Two important signs of economic recovery turned up in the San Jose Mercury News this week.  First is an apparent boom in the chip industry, and second is an uptick in business at Buck’s Woodside Café. 

The Semiconductor Industry Association (SIA) announced that May sales had surged to a record $24.7 billion dollars.  Because of the ubiquity of chips in products ranging from refrigerators to airliners, semiconductor production can be viewed as a leading indicator of a market recovery, and the SIA is predicting a near 30 percent increase in sales for the year. 

Of course, the industry was hedging its bets a bit in its announcement.  SIA president George Scalise noted “the semiconductor industry's growing sensitivity to macroeconomic conditions," including declining consumer confidence and pressure to reduce government spending.  But, it is the positive side of macroeconomics such as growing worldwide markets, pent up demand by businesses to replace outmoded equipment, and a rebound in traditional industries such as automotive that are driving the chip market barometer into positive territory, though some of these indicators have been dipping as of late. 

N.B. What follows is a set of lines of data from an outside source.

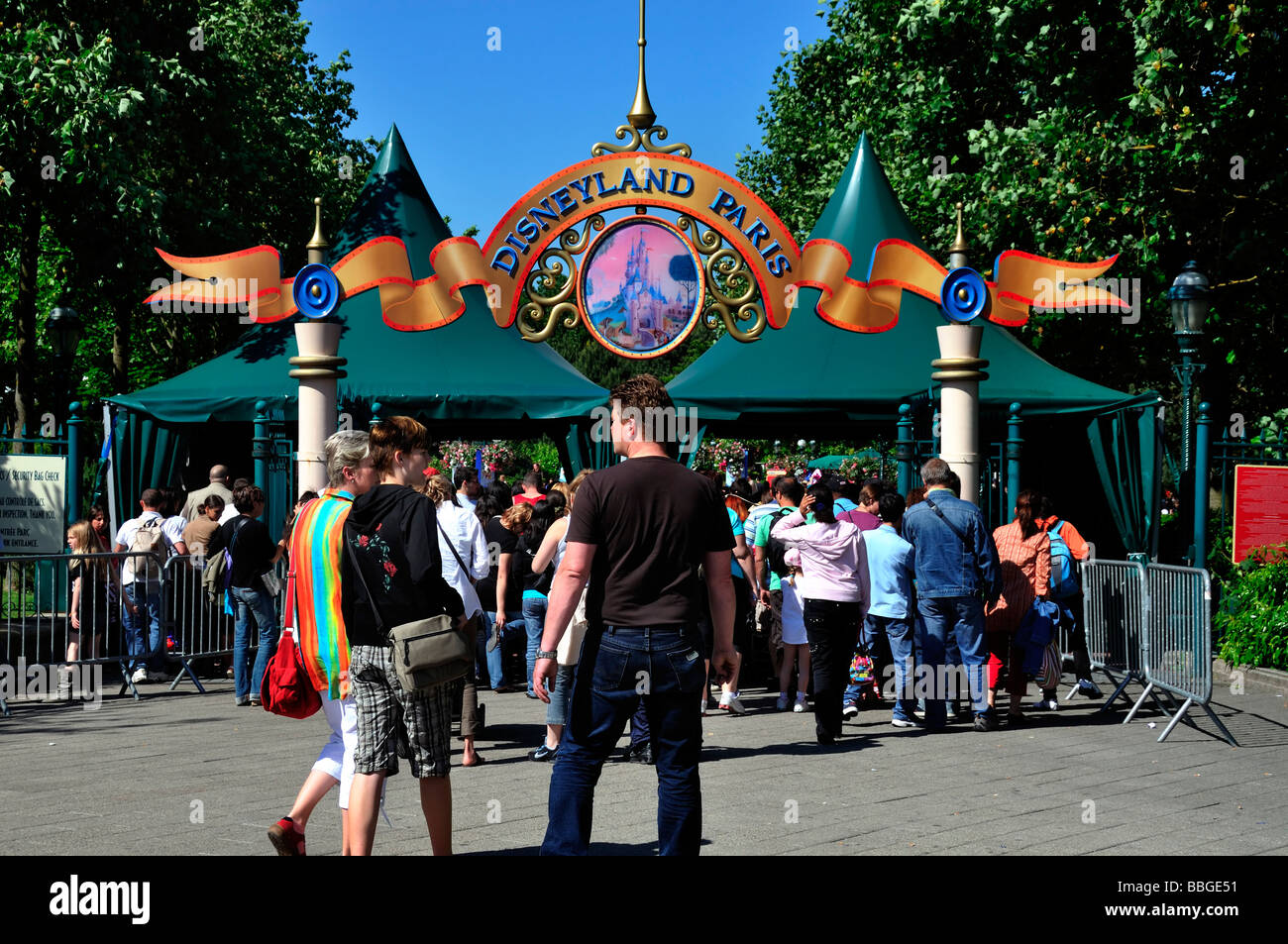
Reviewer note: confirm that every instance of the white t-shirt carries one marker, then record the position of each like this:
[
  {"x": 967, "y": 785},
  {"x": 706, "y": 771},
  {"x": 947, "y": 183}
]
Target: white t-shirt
[
  {"x": 463, "y": 528},
  {"x": 172, "y": 528},
  {"x": 794, "y": 612}
]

Semiconductors enable technology developments such as longer battery life in cell phones, safer automatic landing systems on airplanes, and more secure anti-lock brakes on automobiles.  They also provide the touch-screen controls that we all demand of everything from iPads to sewing machines. 

So, you might argue that what’s good for the chip industry is good for General Motors and America.  But, a robust chip industry will not bring back large numbers of jobs in the United States.  While American companies such as Intel dominate the chip market, more and more of their manufacturing has already moved overseas.  And even the U.S. based wafer fabrication facilities (known as wafer fabs) have little effect on employment numbers because they are so heavily automated. 

In fact, the chip industry has been outsourcing its most labor-intensive work (known as packaging and testing) for decades to countries such as Malaysia and Singapore. 

So, that brings us to better news about the future over at Buck’s.  This Silicon Valley landmark is rightly known as the deal-making capital of the region, and these days, it’s a full house for breakfast.  Venture capitalists, angel investors and entrepreneurs are spinning out new ideas while they consume their yogurt and granola or Buck’s famous pancakes. 
Not too many months ago, according to owner Jamis MacNiven, “it was as bleak as it has been.”  But the business cards are flying once again at Buck’s, and new ideas, such as the Tesla electric vehicle, are in serious discussion by the elite of high-tech. 

MacNiven and his wife (who co-owns the café) have seen the high and the mighty at this unconventional watering hole:  Warren Buffett, Nicolas Sarkozy, and Michelle Pfeiffer are among the names the couple can rightfully drop.  Buck’s was one of my haunts when I worked in high-tech, and I recall a time when secret service types came in, followed by the arrival of a long, black limousine and a guy we all thought was the Prime Minister of Israel. 

What’s important about Buck’s is that it’s another sign that the Valley is humming with business development, and real money is changing hands.  Let’s hope the SIA is right and the chip market continues its boom, and that there’s a line outside of Buck’s for many months to come.